Found at asliceoflyme.blogspot.com
Found at asliceoflyme.blogspot.com

Hi, my name is Jacqueline, and I have been battling Lyme Disease since I was 12. I am now 31, and still have to consider my body daily in ways many people don’t. And I’m okay with that.

I read up a lot about what’s going on in the gluten-free world, and as of late have been taking my place as someone who does not have Celiac disease in it more seriously.

See, I’ve been off of gluten since my first diagnosis of Lyme disease, when nothing was really working to make me better. In a rather progressive move (remember, this was the early nineties), my mother brought me to a “different kind of doctor”. In some ways I hated him – he took me off wheat, milk, eggs, beef, soy, sugar, corn, tomatoes, green peppers, citrus… I would sit in his office for hours while vitamins were injected intravenously.
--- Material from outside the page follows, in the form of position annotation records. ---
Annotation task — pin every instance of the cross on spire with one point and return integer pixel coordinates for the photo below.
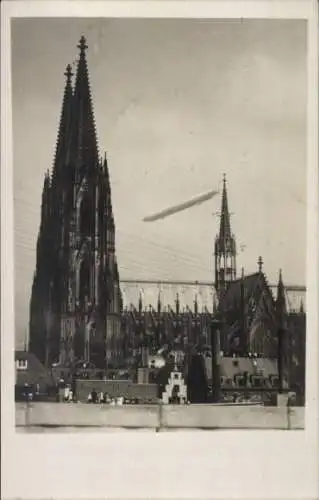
(82, 44)
(68, 73)
(224, 230)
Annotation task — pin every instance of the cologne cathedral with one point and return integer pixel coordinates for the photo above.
(76, 309)
(76, 302)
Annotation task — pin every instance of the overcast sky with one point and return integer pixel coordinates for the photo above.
(177, 103)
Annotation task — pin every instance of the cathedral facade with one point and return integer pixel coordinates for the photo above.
(76, 307)
(76, 303)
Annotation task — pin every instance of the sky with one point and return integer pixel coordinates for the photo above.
(177, 103)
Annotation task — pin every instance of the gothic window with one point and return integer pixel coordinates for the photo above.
(85, 217)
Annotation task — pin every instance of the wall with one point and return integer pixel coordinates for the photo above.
(158, 417)
(146, 393)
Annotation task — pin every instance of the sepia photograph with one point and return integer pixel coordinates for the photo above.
(159, 171)
(159, 249)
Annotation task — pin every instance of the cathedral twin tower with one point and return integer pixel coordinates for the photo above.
(76, 303)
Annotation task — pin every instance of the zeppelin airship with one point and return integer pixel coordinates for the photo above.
(197, 200)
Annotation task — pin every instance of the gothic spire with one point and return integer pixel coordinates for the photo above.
(84, 136)
(65, 121)
(159, 302)
(224, 230)
(225, 248)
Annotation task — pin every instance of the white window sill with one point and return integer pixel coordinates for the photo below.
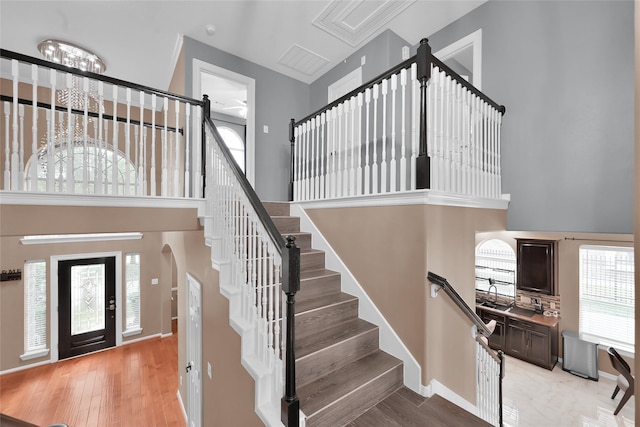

It was a really boring way to spend time as a kid.

But… within a few months… I could walk again.

Because that’s how badly Lyme hit me. For a while I could walk with crutches. Then I was wheelchair-bound. Then crutches again. I would go to school for a few hours a day, swim at the YMCA to get my joints moving, and spent most of my time in bed. I remember during one summer trip to see my sister at camp, my mom would hang my IV bag from a hook in the car to give me my doses of antibiotics. It was a mess, and as a kid it was hard to process.

Which is why I haven’t eaten gluten or milk since, and watch those other buggers in moderation. Oh, except for a bout in college my freshmen year, which kicked my ass into another flare my sophomore year which brought a whole new slew of lingering symptoms and set me on a 6-month cycle of driving the 90 minutes from class to weekly bicillin injects and picking up lots more vitamins again.

So, yeah, Lyme has stuck with me.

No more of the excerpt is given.